Étudiant canadien en études internationales à l’UdeM, Seif Rostom est depuis deux mois en échange à l’Université autonome de Madrid. Il était censé y rester jusqu’au 24 juin.

Il explique être parti dans l’espoir de rencontrer de nouvelles personnes et d’améliorer son espagnol, mais la crise de la COVID-19 a bouleversé ses plans. « Personne ne s’y attendait, il y a dix jours encore, on était en voyage avec des étudiants en Erasmus à Séville, raconte-t-il. Tout allait bien, et du jour au lendemain, la ville a été fermée. »

L’Espagne est l’un des pays les plus touchés au monde par la pandémie. Vendredi, le directeur du Centre d’alertes sanitaires, Fernando Simon, a annoncé que le pays avait dépassé la barre des 1 000 morts et s’approche désormais des 20 000 cas. La majorité des personnes infectées se trouvent à Madrid, qui compte 7 165 cas, soit 36 % du total national, et déplore 628 décès.

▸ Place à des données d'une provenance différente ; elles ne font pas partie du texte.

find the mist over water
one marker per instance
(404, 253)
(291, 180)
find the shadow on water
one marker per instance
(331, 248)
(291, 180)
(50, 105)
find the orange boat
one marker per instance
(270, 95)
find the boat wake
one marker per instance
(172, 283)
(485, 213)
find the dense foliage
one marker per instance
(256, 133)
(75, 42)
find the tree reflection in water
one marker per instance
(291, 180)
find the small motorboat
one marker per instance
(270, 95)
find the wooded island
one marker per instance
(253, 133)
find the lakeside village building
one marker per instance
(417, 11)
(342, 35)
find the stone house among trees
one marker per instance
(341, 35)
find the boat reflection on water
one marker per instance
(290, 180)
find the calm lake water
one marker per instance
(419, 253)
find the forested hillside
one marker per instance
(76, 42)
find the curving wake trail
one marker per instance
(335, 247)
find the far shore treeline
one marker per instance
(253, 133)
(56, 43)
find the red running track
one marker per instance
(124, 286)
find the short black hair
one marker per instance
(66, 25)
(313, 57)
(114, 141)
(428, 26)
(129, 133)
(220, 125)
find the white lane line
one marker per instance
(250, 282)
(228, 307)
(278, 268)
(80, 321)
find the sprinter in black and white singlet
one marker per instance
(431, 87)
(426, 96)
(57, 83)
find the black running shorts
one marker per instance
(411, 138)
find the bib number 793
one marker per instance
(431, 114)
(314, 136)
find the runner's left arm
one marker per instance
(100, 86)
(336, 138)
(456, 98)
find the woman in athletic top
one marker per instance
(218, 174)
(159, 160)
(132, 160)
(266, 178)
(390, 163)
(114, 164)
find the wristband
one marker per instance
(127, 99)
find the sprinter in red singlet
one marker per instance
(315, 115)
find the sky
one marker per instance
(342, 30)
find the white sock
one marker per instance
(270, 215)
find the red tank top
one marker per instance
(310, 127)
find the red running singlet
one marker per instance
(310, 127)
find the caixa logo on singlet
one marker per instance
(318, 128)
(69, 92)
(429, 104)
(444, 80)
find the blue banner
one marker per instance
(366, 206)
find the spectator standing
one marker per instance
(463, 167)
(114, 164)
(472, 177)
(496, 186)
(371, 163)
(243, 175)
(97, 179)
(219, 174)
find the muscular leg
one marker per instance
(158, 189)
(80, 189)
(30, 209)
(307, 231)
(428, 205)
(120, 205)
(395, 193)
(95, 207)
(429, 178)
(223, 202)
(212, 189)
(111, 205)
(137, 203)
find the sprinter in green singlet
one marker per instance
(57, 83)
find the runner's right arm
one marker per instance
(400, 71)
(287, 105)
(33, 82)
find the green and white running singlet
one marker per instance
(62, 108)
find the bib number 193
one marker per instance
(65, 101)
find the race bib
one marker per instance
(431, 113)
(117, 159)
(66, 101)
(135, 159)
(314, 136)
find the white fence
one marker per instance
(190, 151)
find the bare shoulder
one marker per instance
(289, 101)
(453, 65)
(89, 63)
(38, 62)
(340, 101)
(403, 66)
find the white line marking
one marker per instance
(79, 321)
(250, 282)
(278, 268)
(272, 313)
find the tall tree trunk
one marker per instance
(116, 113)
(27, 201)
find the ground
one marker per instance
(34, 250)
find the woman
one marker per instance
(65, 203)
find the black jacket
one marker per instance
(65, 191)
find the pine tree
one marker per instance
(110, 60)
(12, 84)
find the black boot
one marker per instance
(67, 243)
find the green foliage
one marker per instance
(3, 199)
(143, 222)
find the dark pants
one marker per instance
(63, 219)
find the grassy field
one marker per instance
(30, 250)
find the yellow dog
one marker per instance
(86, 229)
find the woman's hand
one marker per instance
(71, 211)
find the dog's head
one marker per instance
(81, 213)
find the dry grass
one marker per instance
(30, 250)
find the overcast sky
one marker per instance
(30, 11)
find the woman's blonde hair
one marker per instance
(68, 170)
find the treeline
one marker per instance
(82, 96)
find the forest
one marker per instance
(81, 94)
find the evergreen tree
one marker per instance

Seif indique que l’ambiance est devenue maussade. « C’est un pays en quarantaine, il n’y a rien à faire, tu ne peux pas sortir, la seule chose que tu es autorisé à faire, ce sont les courses, décrit l’étudiant. Je ne suis pas sorti depuis trois jours. » Il vit dans une collocation de huit personnes, mais six sont partis retrouver leur famille. « Moi, je n’ai personne », déplore-t-il.

Autre pays, autre ambiance

À l’autre bout du monde, l’étudiante franco-canadienne en écriture de scénario et création littéraire à l’UdeM Clémentine Lauriol vit une situation différente. Elle est depuis la fin du mois de février en échange en Corée du Sud, à Jukjeon, au sud de Séoul. « Quand la crise est arrivée en Corée, c’était quelques jours avant mon départ, mais je préparais ce voyage depuis des mois et je ne voulais pas l’annuler », explique l’étudiante.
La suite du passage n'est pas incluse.